Yine bilim bize güneşin galaksisiyle beraber saniyede 20 km/hız ile Vega yıldızına doğru gittiğini bildirmiş ki bu yörüngeye “solar apex” denir. Yani güneş yıldızlarıyla beraber bir günde iki milyon kilometreye yakın bir yol alır. Kur’an ise bu hakikate şu ayetiyle işaret eder;

“Güneş kendine mahsus yörüngesinde akıp gitmektedir.” (Yasin: 38)

“Ne güneş aya yetişebilir, ne de gece gündüzü geçebilir, bunlardan her biri belli bir yörüngede yüzmeye devam ederler.” (Yasin: 40)

Yine asırlarca tepsi şeklinde olduğu zannedilen dünyanın yuvarlak olduğu, kutuplarının basık, ekvatorun ise şişkin olduğu son yıllarda ancak keşfedilmiştir. Kur’an ise dünyanın bu şeklini 1400 sene evvel şu ayetlerle bildirmiştir;

“Görmüyorlar mı ki biz dünyaya geldik (kudretimizle yöneldik) ve onu uçlarından eksilttik.” (Enbiya: 44)

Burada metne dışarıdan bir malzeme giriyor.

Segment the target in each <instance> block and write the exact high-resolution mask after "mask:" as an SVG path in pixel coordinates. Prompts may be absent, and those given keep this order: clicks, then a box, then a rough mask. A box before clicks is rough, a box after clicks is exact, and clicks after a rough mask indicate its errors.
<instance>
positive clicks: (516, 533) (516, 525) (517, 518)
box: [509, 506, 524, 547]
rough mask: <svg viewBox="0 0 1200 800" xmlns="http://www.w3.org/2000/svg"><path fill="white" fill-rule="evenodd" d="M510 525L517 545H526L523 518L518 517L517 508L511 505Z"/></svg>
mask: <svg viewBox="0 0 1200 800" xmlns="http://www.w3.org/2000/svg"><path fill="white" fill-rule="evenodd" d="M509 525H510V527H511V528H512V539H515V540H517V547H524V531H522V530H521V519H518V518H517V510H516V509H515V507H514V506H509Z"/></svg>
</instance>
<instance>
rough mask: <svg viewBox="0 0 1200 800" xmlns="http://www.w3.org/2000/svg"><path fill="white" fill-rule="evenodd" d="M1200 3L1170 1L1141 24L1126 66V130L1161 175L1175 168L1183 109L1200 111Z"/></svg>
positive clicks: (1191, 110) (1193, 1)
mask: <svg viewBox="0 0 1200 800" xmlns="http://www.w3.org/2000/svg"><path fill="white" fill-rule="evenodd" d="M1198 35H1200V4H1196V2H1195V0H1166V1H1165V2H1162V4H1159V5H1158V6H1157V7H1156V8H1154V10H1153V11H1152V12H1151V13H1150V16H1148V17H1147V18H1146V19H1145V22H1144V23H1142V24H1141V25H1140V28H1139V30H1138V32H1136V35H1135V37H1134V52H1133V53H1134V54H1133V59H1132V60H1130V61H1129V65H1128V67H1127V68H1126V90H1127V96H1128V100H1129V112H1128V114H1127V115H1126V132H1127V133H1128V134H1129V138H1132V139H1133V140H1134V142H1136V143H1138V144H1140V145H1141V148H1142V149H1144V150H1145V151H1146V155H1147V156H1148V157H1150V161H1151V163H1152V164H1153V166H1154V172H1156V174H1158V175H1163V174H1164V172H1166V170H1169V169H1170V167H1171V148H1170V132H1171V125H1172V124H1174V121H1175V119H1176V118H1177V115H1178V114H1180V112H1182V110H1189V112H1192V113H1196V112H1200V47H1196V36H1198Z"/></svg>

Ayette geçen uçlar manasındaki etraf tabiri kutuplar manasına da gelmektedir. Kutuplardaki eksiklik ise basıklığa delalet etmektedir. Dünyanın yuvarlaklığına dair başka bir ayet ise;

“Gece onun ayetidir. Ondan gündüzü çıkartır.”(Yasin:37) ayetidir.

Bu ayetteki çıkarmak manasına gelen “selh” fiili yuvarlak bir şeyden bir şeyi soyarak çıkarmak manasındadır ki bu kelime dünyanın yuvarlaklığını işaret eder.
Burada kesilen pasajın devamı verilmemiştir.